De nuevo me acaban de pinzar el nervio del estupor.
Se rompieron los senderos de mi memoria entre los quirófanos de Clínica Moncloa y lo que me llegan son quejas, algún grito, chillidos y suspiros deshilachados.
¡Eh, Javier Valiente; eh, ustedes los que me leen! Ustedes no saben lo que es el rumor de un río desaparecido. La idea de Rumor, esa flauta donde soplan las conjeturas, los recelos, las maledicencias, las sospechas, tan sencilla y fácil de tocar, que fascinó al mismísimo Marx y ¡ojo! a sus discípulos de todas las épocas, ay…
Pero sigues aquí, entre nosotros, haciendo el bien.
Querido Paco,
No sé si resucitaste o no llegaste a morirte, lo que sé es que todavía te queda mucha guerra por dar.
Recuerdo varias tardes y largas conversaciones de aquellos días en la Clínica Moncloa; otras anécdotas las aprendí en el libro «Guadalajara sentida; a corazón abierto» que, además de un desahogo emocional en toda regla, fue el inicio de una nueva manera de escribir tuya, aderezando la verdad, la historia y los hechos, con matices verosímiles cargados de tu vitalidad singular, cuando cuentas de manera novelada cómo pudo haber sido algo de lo que no sabemos exactamente los detalles, pero existe constancia histórica de la esencia o el resultado… Eres capaz de rellenar esos huecos y hacernos entender los porqués de lo que realmente pasó. Este nuevo estilo, tan diferente de tus sesudos, rigurosos y documentadísimos libros de historia, es una consecuencia de tu experiencia humana durante el trance vital que viviste aquellos días y da lugar a libros que se leen de un tirón y donde, además de la historia que se narra, se aprende humanidad.
Con todo ello, además, surgió de manera espontánea lo que yo bauticé como «la red social de Paco de Coro y sus cosas», una especie de club de fans incondicionales tuyos, la mayoría (te encanta) de Guadalajara y la inmensa mayoría (te guste o no) de derechas.
Abrazo fuerte, amigo, y a seguir dando guerra! Dany
Querido Paco, hago mías tus palabras y también las sensaciones de haber pasado por una situación parecida, ¡Ay el Doctor Mesa! a quien le debo mi vida, después de superar una operación de seis horas y una hemiparesia y esternotomía para reparar la válvula mitral…

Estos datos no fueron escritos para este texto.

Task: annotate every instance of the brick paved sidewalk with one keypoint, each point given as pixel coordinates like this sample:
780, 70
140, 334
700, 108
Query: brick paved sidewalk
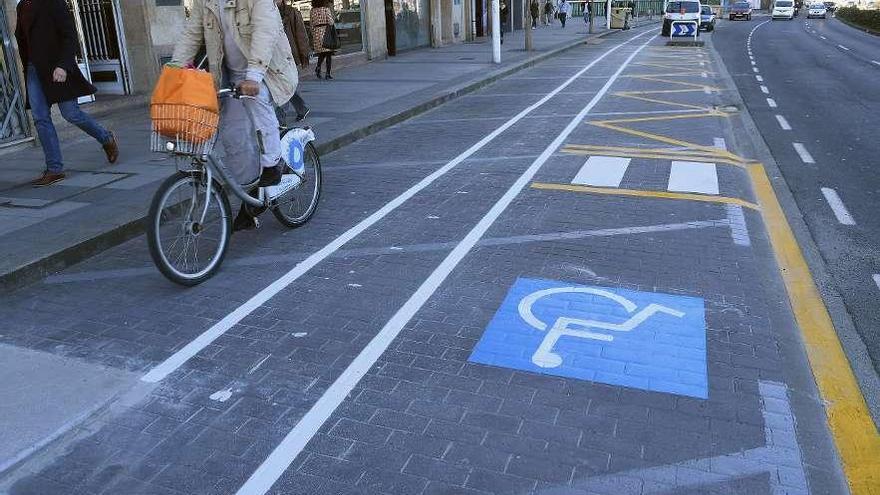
44, 230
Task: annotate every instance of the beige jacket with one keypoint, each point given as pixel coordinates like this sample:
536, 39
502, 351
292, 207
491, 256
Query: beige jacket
259, 34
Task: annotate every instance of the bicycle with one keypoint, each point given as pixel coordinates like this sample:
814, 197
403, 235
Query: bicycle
189, 224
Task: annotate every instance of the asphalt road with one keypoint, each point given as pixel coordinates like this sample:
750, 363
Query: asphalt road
426, 333
822, 76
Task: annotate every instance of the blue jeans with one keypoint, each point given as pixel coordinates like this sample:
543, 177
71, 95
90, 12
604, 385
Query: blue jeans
41, 110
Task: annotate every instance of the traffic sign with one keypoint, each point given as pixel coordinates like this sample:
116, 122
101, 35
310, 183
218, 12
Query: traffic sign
684, 29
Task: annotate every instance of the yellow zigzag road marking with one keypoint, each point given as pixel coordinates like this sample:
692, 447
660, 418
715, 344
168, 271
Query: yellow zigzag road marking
849, 420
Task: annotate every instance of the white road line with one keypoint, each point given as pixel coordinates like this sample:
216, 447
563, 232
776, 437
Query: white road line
696, 177
180, 357
837, 206
739, 230
605, 171
805, 155
783, 123
293, 444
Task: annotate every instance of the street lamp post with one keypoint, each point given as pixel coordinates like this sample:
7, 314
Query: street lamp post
496, 31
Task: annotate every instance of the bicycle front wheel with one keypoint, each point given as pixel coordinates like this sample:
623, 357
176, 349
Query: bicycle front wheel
296, 207
187, 241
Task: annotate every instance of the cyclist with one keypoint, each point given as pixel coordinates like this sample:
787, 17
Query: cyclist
246, 47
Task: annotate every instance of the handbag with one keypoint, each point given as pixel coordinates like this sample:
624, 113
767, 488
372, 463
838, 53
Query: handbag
331, 39
184, 105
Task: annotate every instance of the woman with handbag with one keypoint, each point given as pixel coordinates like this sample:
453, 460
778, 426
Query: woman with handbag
321, 20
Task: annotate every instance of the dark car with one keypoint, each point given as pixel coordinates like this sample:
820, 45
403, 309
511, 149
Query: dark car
707, 18
741, 10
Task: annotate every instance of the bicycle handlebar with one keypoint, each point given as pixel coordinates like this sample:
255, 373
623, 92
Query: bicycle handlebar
233, 93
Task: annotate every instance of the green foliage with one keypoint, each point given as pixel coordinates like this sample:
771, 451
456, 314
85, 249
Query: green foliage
868, 19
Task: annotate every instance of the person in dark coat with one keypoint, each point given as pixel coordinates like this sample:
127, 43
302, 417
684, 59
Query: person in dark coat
298, 38
47, 45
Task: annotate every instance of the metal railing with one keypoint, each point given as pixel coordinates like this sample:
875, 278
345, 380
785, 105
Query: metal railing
13, 121
99, 30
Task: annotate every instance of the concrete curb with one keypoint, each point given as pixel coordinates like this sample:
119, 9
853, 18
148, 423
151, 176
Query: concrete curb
852, 343
38, 269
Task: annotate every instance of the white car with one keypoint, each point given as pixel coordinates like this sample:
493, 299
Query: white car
817, 10
681, 10
783, 9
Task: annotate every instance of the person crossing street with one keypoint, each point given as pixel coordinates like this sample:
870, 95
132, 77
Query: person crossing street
47, 41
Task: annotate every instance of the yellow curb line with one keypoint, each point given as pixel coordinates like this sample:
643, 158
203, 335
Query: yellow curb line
644, 194
849, 420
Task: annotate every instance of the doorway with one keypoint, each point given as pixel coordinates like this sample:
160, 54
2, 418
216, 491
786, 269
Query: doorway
102, 35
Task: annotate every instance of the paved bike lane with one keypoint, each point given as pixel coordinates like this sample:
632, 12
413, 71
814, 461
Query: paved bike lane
699, 387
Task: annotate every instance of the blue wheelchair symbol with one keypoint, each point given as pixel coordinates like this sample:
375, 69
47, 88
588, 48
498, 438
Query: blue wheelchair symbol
637, 339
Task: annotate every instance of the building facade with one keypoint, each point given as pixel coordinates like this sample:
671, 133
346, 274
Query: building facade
124, 43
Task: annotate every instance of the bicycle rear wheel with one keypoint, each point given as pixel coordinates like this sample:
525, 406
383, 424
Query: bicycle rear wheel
186, 249
296, 207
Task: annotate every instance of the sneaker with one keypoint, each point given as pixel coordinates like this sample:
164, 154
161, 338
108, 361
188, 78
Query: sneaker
111, 149
244, 221
47, 179
271, 176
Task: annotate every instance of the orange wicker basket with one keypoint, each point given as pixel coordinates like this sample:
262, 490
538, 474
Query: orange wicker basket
184, 110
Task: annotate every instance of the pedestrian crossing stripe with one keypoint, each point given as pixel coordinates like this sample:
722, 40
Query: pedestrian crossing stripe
611, 191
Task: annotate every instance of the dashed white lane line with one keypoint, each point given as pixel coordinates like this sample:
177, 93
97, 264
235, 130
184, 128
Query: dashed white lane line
837, 206
783, 123
696, 177
603, 171
179, 358
805, 155
295, 441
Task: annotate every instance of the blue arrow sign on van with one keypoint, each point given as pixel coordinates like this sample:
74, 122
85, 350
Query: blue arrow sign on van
684, 29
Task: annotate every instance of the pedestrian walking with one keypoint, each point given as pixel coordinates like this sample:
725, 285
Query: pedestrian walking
47, 46
259, 66
548, 12
298, 37
564, 11
320, 18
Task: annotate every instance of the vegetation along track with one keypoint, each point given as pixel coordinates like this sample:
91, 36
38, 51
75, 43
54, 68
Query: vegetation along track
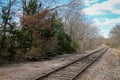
72, 70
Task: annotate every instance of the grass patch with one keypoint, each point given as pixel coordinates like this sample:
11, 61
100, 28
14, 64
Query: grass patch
117, 52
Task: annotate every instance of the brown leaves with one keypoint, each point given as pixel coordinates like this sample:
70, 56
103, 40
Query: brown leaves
41, 19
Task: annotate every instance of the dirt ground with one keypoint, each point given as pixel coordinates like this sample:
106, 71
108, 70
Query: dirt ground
106, 68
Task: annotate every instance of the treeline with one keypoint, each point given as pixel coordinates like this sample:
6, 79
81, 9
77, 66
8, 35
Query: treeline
43, 32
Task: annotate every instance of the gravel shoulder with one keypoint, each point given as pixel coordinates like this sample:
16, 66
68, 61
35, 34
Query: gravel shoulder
31, 70
106, 68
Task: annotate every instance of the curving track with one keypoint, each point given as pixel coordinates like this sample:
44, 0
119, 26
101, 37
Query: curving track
72, 70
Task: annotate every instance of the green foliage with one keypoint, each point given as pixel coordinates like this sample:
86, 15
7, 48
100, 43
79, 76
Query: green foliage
64, 43
42, 38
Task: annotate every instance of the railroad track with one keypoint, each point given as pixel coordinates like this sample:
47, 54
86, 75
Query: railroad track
72, 70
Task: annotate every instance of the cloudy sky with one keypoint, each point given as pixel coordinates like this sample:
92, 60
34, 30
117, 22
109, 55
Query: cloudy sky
104, 13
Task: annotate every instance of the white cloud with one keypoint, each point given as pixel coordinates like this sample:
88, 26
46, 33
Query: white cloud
89, 2
105, 25
103, 8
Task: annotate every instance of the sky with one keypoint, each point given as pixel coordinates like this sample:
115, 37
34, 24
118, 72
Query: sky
105, 14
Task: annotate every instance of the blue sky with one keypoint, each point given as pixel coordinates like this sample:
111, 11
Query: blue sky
105, 14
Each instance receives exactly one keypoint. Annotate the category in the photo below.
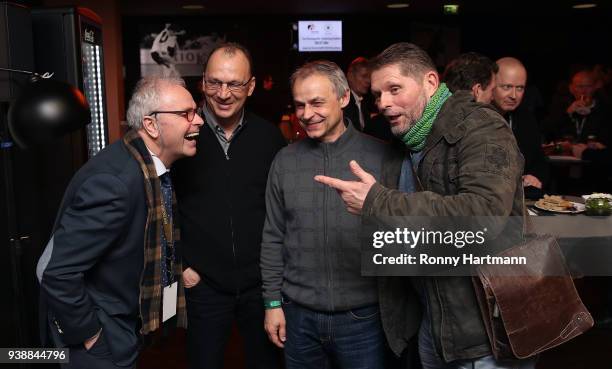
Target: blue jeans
(351, 339)
(431, 360)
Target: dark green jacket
(471, 166)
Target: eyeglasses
(508, 87)
(233, 86)
(188, 114)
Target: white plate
(578, 206)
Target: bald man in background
(511, 81)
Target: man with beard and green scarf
(458, 159)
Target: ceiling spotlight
(193, 7)
(397, 5)
(584, 6)
(450, 8)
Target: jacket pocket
(364, 313)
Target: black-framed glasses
(188, 114)
(507, 87)
(234, 86)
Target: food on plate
(555, 203)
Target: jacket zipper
(441, 348)
(327, 255)
(229, 201)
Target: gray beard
(400, 131)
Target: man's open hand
(353, 193)
(274, 324)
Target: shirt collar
(212, 120)
(160, 168)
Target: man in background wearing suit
(112, 269)
(359, 109)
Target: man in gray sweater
(318, 306)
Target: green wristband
(272, 304)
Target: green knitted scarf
(414, 139)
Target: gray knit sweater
(310, 248)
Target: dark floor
(593, 350)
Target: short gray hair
(413, 61)
(325, 68)
(145, 98)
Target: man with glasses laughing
(221, 200)
(112, 269)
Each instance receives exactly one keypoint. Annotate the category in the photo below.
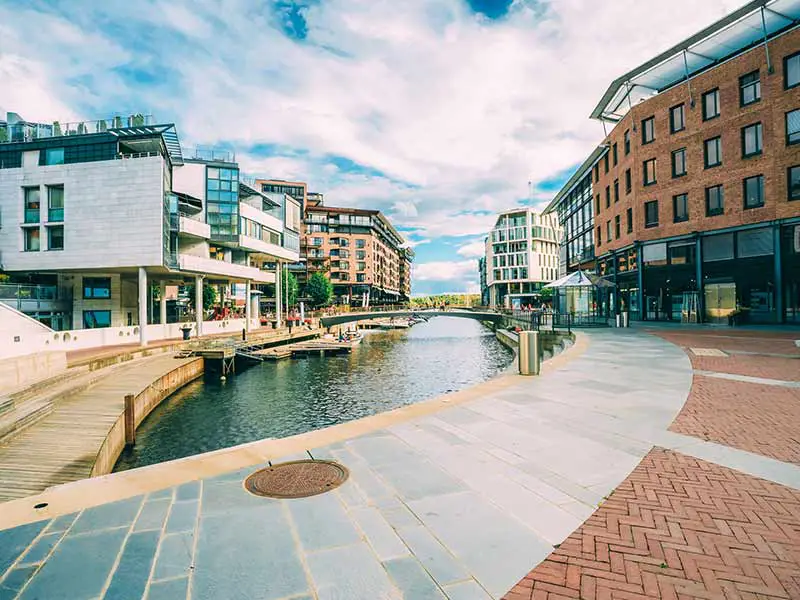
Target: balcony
(192, 227)
(210, 266)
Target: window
(715, 201)
(712, 152)
(651, 213)
(32, 204)
(96, 287)
(793, 127)
(791, 70)
(676, 119)
(55, 237)
(55, 203)
(32, 241)
(679, 163)
(96, 319)
(749, 88)
(648, 130)
(793, 182)
(680, 208)
(752, 140)
(754, 191)
(711, 105)
(54, 156)
(649, 170)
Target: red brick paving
(679, 528)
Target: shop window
(651, 213)
(711, 105)
(680, 208)
(715, 201)
(676, 119)
(754, 191)
(749, 88)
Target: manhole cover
(296, 479)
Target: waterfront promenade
(460, 497)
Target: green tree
(209, 296)
(289, 289)
(320, 289)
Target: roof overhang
(746, 28)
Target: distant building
(521, 256)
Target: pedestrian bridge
(495, 318)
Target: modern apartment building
(697, 197)
(362, 253)
(97, 216)
(521, 256)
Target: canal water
(278, 399)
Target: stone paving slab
(457, 504)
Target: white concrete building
(521, 256)
(97, 218)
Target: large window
(55, 203)
(649, 170)
(651, 213)
(712, 152)
(677, 121)
(754, 191)
(791, 70)
(680, 208)
(749, 88)
(710, 105)
(32, 204)
(55, 237)
(31, 239)
(648, 130)
(679, 163)
(96, 319)
(793, 182)
(96, 287)
(752, 140)
(223, 203)
(793, 127)
(715, 201)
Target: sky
(439, 113)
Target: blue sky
(437, 112)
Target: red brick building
(696, 199)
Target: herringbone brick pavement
(679, 528)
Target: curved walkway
(455, 498)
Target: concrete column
(198, 304)
(247, 308)
(162, 307)
(278, 293)
(143, 306)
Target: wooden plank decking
(63, 446)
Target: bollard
(130, 423)
(529, 353)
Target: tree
(209, 296)
(289, 289)
(320, 289)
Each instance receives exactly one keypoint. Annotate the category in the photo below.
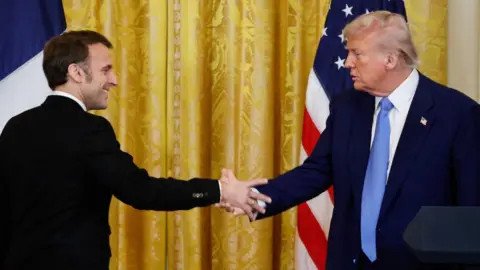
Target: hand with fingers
(239, 198)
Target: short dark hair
(65, 49)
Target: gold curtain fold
(210, 84)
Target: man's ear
(75, 73)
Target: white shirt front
(70, 96)
(401, 99)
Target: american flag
(327, 78)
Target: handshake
(239, 197)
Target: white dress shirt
(70, 96)
(401, 99)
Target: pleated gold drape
(211, 84)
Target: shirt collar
(70, 96)
(402, 96)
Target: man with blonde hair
(397, 143)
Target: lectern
(446, 234)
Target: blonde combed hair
(392, 32)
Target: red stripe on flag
(310, 133)
(312, 236)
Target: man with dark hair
(60, 166)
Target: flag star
(347, 10)
(324, 31)
(340, 62)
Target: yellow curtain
(211, 84)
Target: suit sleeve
(305, 181)
(466, 158)
(116, 170)
(5, 231)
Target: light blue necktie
(375, 180)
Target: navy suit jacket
(59, 167)
(434, 164)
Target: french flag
(25, 26)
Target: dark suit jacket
(59, 167)
(434, 164)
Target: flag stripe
(311, 235)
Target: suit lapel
(360, 137)
(413, 135)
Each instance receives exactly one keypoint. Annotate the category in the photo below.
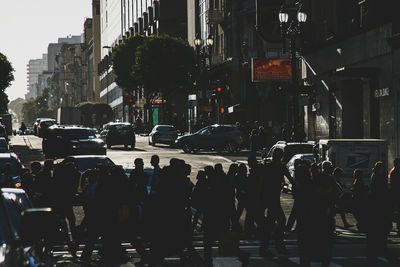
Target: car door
(204, 138)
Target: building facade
(35, 68)
(121, 19)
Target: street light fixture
(107, 67)
(291, 19)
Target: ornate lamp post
(291, 20)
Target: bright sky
(28, 26)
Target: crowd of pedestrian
(162, 209)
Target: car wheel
(187, 148)
(230, 147)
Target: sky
(28, 26)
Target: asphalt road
(349, 249)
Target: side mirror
(37, 224)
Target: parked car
(22, 230)
(290, 149)
(118, 133)
(306, 156)
(4, 147)
(44, 125)
(62, 141)
(16, 166)
(36, 124)
(213, 137)
(84, 162)
(163, 134)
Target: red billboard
(267, 69)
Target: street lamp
(291, 20)
(107, 67)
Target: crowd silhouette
(159, 211)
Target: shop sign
(382, 92)
(267, 69)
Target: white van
(351, 154)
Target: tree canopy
(37, 107)
(160, 64)
(165, 65)
(123, 60)
(6, 77)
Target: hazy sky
(28, 26)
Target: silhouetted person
(343, 200)
(379, 218)
(360, 196)
(272, 184)
(394, 179)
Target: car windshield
(83, 164)
(166, 128)
(291, 150)
(15, 165)
(123, 127)
(47, 123)
(4, 226)
(14, 209)
(76, 134)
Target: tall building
(35, 67)
(121, 19)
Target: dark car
(44, 125)
(118, 133)
(36, 124)
(213, 137)
(163, 134)
(62, 141)
(16, 166)
(85, 162)
(290, 149)
(22, 230)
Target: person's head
(155, 160)
(277, 155)
(252, 161)
(242, 169)
(188, 169)
(379, 168)
(218, 168)
(327, 167)
(48, 164)
(35, 167)
(337, 172)
(233, 168)
(139, 165)
(201, 175)
(396, 163)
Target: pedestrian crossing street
(349, 250)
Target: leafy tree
(6, 77)
(86, 115)
(165, 65)
(37, 107)
(123, 60)
(101, 113)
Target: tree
(102, 113)
(86, 113)
(37, 107)
(6, 77)
(123, 60)
(165, 65)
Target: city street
(349, 249)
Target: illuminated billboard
(267, 69)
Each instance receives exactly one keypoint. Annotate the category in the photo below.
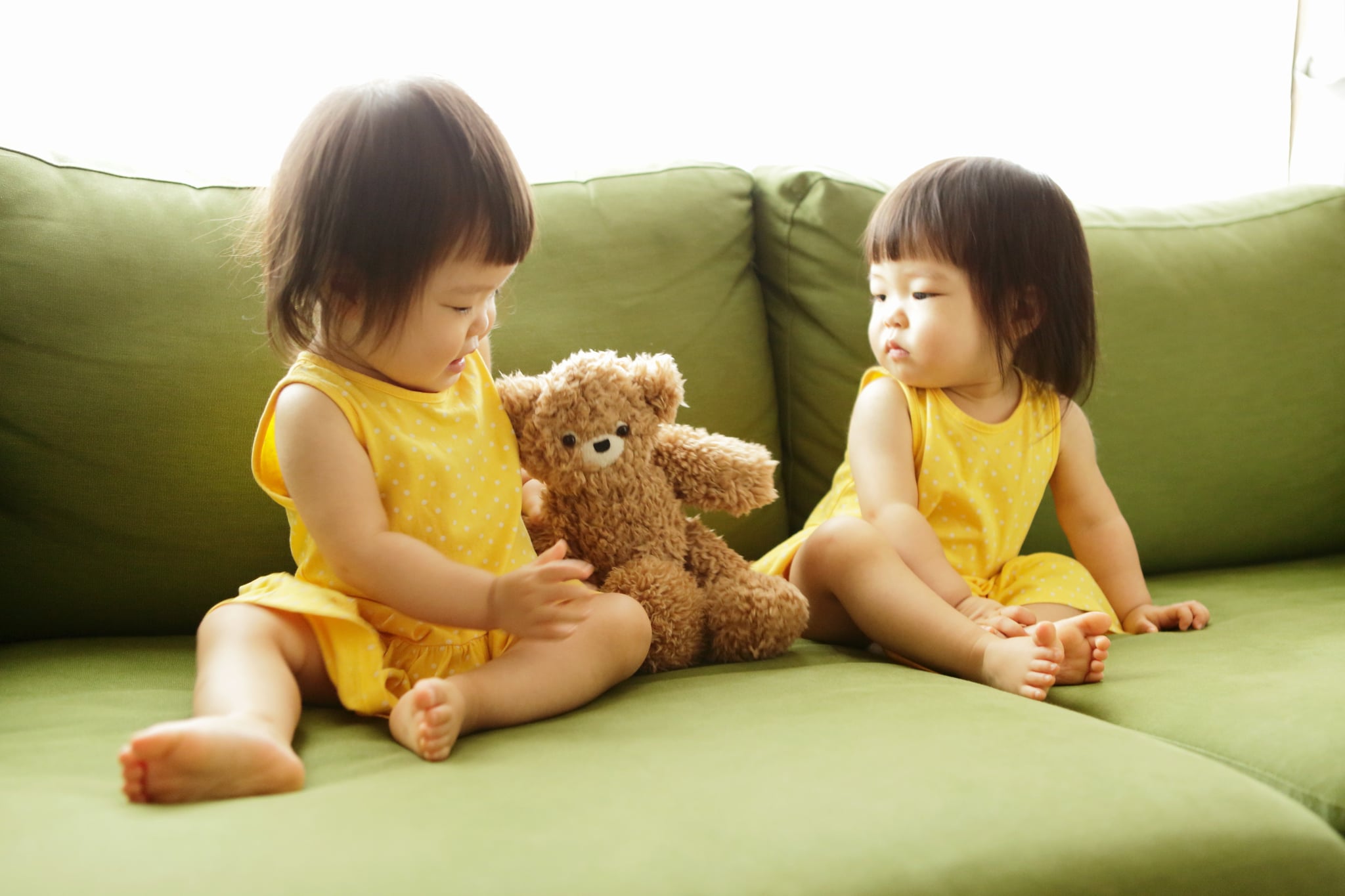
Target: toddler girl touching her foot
(984, 331)
(397, 215)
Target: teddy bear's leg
(676, 606)
(749, 616)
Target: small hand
(1156, 617)
(992, 616)
(545, 599)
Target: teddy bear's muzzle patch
(603, 452)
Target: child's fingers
(1201, 614)
(1023, 616)
(554, 553)
(564, 571)
(1184, 617)
(1005, 626)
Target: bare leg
(860, 590)
(533, 680)
(254, 667)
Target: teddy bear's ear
(518, 395)
(662, 383)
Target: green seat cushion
(136, 370)
(818, 771)
(1219, 406)
(1259, 689)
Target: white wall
(1138, 102)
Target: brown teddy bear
(598, 430)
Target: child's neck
(992, 402)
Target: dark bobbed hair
(382, 183)
(1019, 240)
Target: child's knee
(252, 622)
(625, 621)
(848, 540)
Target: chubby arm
(330, 480)
(885, 482)
(1102, 539)
(716, 472)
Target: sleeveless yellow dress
(449, 473)
(979, 488)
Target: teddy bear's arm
(716, 472)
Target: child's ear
(1026, 313)
(662, 383)
(518, 395)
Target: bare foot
(1025, 667)
(208, 758)
(1086, 644)
(430, 717)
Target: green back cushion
(133, 379)
(1219, 406)
(136, 370)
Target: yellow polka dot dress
(449, 475)
(979, 488)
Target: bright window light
(1138, 102)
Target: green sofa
(1207, 762)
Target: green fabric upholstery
(128, 410)
(821, 771)
(1206, 763)
(1259, 689)
(1220, 328)
(135, 373)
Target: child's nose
(482, 323)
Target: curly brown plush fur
(598, 430)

Doy gracias muy especialmente a los Mártires Salesiano, cuyas reliquias por aquel entonces (Octubre de 2007) cuidaba mi hijo Paco, hasta su instalación definitiva en la Capilla de los Mártires de Atocha…
Aunque no lo lo supe en el momento, ya resulta para mi una experiencia compartida.
Que vivas muchos más años!
Paco, un antes y un después. Una segunda oportunidad de vivir reviviendo y remozando lo vivido. ¿Hemos necesitado esa subida al Retiro para tu reencarnación como escritor de historia novelada, según dice el Dany?